In the 1970s, tearfully I told the psychotherapist at the University of Michigan, David W. Harder, now at Tufts University, how I felt less-than. That was because I was "so dark."
Well, that therapy didn't propel me into self-acceptance - and, more importantly, self-love. The universe didn't bestow that gift on me until I finally left the highly prejudiced New York Metro area and emigrated to the Southwest. Here in the desert there is no exclusion or inclusion. We just are. Telecommuting allows me to operate my ghostwriting and speechwriting boutique.

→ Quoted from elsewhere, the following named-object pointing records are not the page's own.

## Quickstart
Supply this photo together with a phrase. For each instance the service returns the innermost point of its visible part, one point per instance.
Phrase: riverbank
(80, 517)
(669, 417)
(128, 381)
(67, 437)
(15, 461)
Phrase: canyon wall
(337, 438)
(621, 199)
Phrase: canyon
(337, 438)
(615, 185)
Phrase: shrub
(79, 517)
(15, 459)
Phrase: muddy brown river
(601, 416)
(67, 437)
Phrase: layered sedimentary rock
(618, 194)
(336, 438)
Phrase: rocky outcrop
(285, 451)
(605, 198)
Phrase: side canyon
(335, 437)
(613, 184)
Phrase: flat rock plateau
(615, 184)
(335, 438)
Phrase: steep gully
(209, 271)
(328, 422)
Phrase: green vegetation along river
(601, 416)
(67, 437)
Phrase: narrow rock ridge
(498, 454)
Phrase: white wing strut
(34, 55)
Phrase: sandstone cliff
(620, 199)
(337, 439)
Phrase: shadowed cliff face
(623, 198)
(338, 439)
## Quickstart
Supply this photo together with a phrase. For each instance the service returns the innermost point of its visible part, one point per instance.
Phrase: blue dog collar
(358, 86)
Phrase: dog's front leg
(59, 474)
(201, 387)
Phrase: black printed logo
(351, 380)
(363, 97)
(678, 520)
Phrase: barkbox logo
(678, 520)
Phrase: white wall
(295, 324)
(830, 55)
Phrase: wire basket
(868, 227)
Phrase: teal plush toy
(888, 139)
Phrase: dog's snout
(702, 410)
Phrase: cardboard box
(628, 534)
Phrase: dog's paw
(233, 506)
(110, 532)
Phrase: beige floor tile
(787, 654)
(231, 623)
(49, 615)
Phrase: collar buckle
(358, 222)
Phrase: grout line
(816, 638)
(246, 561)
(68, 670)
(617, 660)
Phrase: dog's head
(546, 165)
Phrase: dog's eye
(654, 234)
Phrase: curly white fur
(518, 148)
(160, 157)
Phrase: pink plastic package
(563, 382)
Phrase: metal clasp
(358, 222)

Incidentally, the tragic fall of former McKinsey head, Rajat Gupta, might not have occurred had he not been throw off his game when he tried to navigate the New York scene. His is an immigrant from India and, yes, dark-skinned.
Currently, dark-skinned Muslims have taken on the role of society's less-than ethnic group. I fear for them. Being targeted eats away at not only economic opportunity. It also takes a huge chunk out of your soul. No, the universe does not even the score for children of a lesser god.